One important aspect to consider is whether to use a pre-trained ner
model (e.g., en_core_web_sm
) or training one from scratch (e.g., like blank:en
). Said differently, do you want to fine tune the existing entity types (e.g., ORG
, PERSON
) in an existing pipeline, add new entity types or some combination?
It sounds like you need completely new entity types and don't need the existing ner
types (at least for en_core_web_sm
). Therefore, you may be better off starting with a blank model. The one exception may be if you wanted to keep some parts of the en_core_web_sm
pipeline -- in that case, you may be better off turning off only the pre-trained ner
component while keeping the other components you may need. See this support post for more details:
Related, how do your entity types in the SciSpacy models compare to the entity types? Are they similar, completely different, or some overlap? Similarly, if they are completely different, then you may want to train from scratch ner
models. If you add new entity types and retrain without regard to your existing entity types, you may have issues of catastrophic forgetting. There are ways around this but this may be more effort than you need.

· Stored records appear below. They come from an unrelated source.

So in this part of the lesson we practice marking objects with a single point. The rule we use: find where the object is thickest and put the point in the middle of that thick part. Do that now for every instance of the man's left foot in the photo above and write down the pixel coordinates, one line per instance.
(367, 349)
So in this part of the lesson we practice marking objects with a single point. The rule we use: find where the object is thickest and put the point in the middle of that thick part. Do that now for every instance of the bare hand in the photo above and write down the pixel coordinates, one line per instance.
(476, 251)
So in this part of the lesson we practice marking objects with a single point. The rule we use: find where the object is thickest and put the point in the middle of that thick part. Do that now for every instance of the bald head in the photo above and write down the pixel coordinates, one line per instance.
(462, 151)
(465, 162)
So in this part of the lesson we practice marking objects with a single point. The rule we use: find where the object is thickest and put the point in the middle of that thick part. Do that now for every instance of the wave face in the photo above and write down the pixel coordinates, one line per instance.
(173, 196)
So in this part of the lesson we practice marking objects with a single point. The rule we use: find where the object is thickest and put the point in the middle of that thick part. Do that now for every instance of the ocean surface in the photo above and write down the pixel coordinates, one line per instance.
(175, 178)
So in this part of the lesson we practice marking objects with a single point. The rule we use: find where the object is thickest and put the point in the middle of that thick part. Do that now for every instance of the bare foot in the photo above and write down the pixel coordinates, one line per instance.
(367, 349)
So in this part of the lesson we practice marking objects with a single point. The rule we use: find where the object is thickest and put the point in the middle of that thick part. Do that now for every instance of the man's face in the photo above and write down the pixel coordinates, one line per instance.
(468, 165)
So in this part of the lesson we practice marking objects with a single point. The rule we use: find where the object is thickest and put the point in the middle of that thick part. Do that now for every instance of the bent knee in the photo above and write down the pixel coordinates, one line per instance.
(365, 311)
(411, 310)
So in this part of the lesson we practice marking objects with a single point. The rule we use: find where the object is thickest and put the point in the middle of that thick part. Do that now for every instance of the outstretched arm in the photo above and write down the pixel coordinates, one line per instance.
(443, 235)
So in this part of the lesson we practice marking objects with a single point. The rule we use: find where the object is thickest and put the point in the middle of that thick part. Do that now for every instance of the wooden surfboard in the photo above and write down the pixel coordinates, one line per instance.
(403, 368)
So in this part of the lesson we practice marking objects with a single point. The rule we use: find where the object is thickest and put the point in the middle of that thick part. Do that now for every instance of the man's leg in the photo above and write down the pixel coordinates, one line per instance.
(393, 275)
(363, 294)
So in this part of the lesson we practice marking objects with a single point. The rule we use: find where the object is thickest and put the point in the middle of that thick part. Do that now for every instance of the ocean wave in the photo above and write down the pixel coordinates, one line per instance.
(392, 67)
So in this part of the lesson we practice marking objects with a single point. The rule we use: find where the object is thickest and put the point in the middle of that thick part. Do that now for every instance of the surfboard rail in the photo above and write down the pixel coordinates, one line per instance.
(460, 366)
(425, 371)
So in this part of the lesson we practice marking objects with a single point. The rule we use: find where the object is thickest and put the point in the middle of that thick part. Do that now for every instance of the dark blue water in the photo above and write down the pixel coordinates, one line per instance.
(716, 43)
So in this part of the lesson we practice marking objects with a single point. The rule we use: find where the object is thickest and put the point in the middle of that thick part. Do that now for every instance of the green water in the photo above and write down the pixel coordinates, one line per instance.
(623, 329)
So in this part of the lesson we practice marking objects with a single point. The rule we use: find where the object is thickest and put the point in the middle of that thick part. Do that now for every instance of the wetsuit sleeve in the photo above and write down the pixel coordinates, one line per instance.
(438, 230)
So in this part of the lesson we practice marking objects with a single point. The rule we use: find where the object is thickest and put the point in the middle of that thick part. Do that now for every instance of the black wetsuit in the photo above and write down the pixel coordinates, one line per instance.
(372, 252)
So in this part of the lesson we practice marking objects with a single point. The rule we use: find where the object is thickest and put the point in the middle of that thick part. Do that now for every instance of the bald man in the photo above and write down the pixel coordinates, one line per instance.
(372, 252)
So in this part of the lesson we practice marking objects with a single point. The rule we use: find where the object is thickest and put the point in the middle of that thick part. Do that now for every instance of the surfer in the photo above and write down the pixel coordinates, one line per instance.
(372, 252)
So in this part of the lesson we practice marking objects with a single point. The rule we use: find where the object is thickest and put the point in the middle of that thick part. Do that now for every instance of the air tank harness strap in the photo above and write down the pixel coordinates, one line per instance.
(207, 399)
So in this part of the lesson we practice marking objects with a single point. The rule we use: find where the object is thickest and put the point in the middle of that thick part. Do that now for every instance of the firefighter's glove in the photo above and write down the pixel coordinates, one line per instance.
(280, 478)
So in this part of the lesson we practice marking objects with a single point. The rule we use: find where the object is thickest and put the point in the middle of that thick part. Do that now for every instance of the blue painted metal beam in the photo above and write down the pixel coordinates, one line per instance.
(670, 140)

The last part to consider is that different spaCy model pipelines have different vectors (e.g., tok2vec
) too. Looking at SciSpacy, it seems like (correct me if I'm wrong) they all use the same word vectors: word2vec word vectors trained on the Pubmed Central Open Access Subset. Therefore, if your entity types are very different than those in the ner
models for SciSpacy pipelines, you may be better off training a ner
from scratch with only those vectors.
As alternative benchmarks, you could compare performance when using different sized vectors like en_core_web_sm
, en_core_web_lg
, and en_core_web_trf
(if you have interest in transformer). Just know that for the transformer vectors, you may gain performance but at the expense of speed and higher production overhead (e.g., GPU).
Also, if you had trained your own vectors elsewhere (e.g., gensim
), you could also use them. I recommend this post too because it shows how to pass in initial-vectors too.
One last detail -- for doing multiple training rounds/experiments, you can consider using spaCy config files and/or using a spaCy project. This option may take some time to learn but it would be the best for reproducibility and running multiple experiments. I've attached one of our demo projects using spaCy projects + Prodigy for a new (from scratch) ner
model.
You may also find additional ner
examples of spaCy projects in that same GitHub repo.
Let me know if this makes sense and if you have any further questions!